For the subgroup analysis you'll want a factor of 2 fold increase in your N as the general principle which may be VERY difficult for a pilot study due to all I've mentioned before. But go big or go home, I wish you the best of luck in writing that grant up.

14. ## The Following User Says Thank You to Lowpro For This Useful Post:

hodag (06-27-2013)

15. ## Re: Choosing a sample size for a pilot study

Lowpro,

All good thoughts. Actually this project is all about using proteins for tweaking inflammation and allostatic loads so when I say proteomics I have a lot of things mixed up in that term (but it is all protein, right?). However, you are correct that nobody in academia (or industry) talks to each other which is why I exist; to span the gaps. So long as I am feeding investigators nice things they can publish on they are happy to do the work.

On the patients I expect to lose very few. This therapy will have demonstrable results in six months or not at all. It is a one dose day 0 intervention with a six month and one year follow up visit. Given that the patients are sick, but not too sick, I would not expect to lose more than one patient to sudden death which makes life easier from that standpoint.

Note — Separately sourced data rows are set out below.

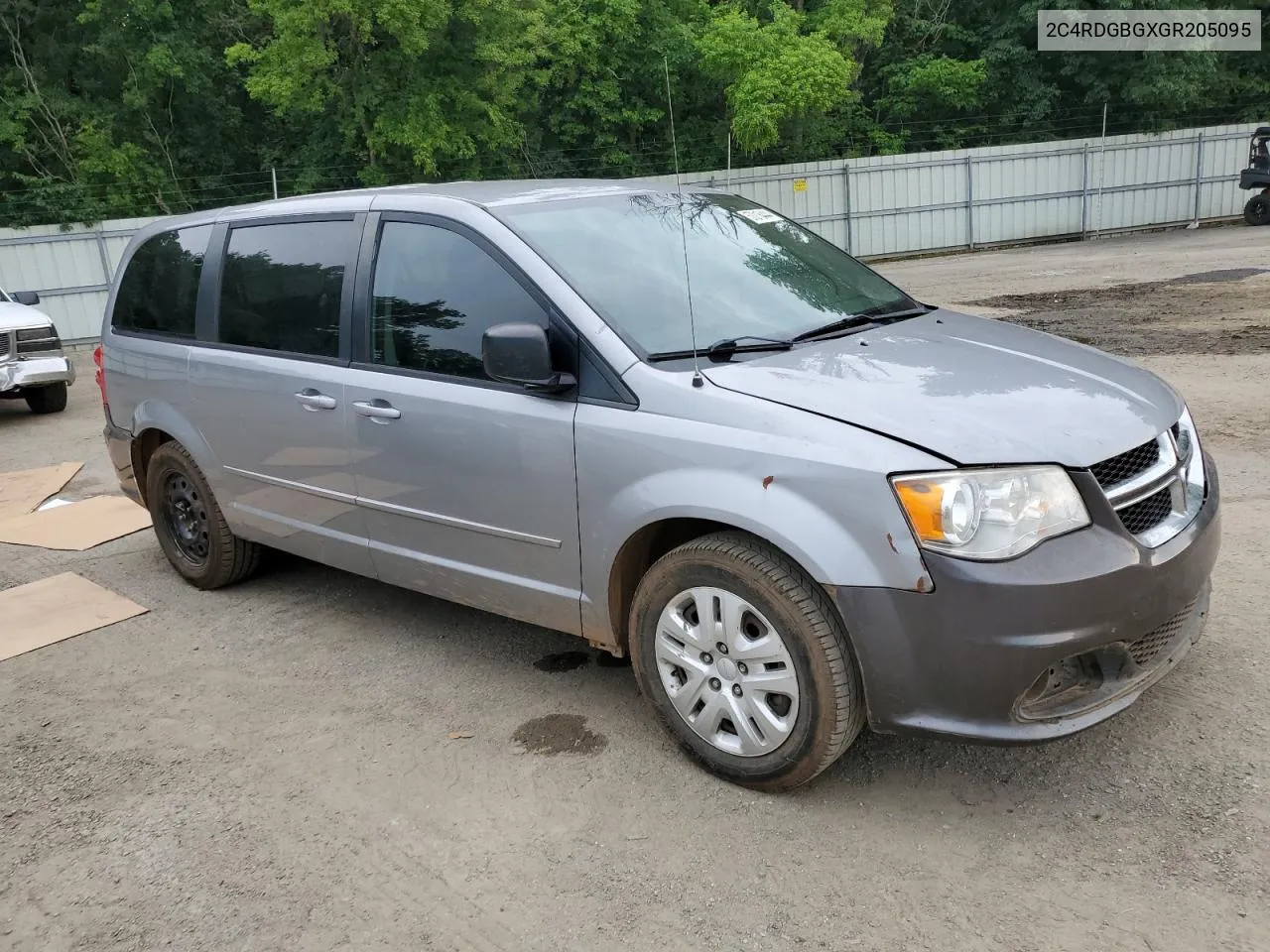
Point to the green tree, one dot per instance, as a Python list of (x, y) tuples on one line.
[(786, 66), (422, 85)]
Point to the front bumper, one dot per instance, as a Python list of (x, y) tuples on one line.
[(1038, 647), (36, 372)]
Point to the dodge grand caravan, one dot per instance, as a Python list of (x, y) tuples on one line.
[(683, 428)]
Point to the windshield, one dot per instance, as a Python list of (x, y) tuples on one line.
[(752, 273)]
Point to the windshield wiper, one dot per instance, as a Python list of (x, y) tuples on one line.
[(721, 350), (857, 322)]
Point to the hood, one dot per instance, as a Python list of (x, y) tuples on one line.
[(14, 316), (968, 389)]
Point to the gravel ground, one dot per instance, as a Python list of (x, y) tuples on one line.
[(314, 761)]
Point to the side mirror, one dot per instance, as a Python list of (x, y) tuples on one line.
[(520, 353)]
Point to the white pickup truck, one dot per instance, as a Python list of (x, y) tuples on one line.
[(32, 363)]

16. ## The Following User Says Thank You to hodag For This Useful Post:

Lowpro (06-27-2013)

17. ## Re: Choosing a sample size for a pilot study

I am curious why power does not matter in a pilot study. Is the only purpose of the study to do the design of experiment elements (for example how to address confounds) and the results themself don't matter? Because if the results do matter, than having very low power would tend to invalidate them. You might not reject the null when you absolutely should because of this.

18. ## Re: Choosing a sample size for a pilot study

Pilot studies are meant to clarify and modify the logistics of a full trial intervention, be it sample size and power, misclassification biases inherent in data acquisition, analysis methods etc. I've heard it called a feasibility study.

http://www.biomedcentral.com/1471-2288/10/1

http://www.ncbi.nlm.nih.gov/pmc/articles/PMC3081994/

It's not for hypothesis testing but more of a quality control stamp on methods and data acquisition before a larger study.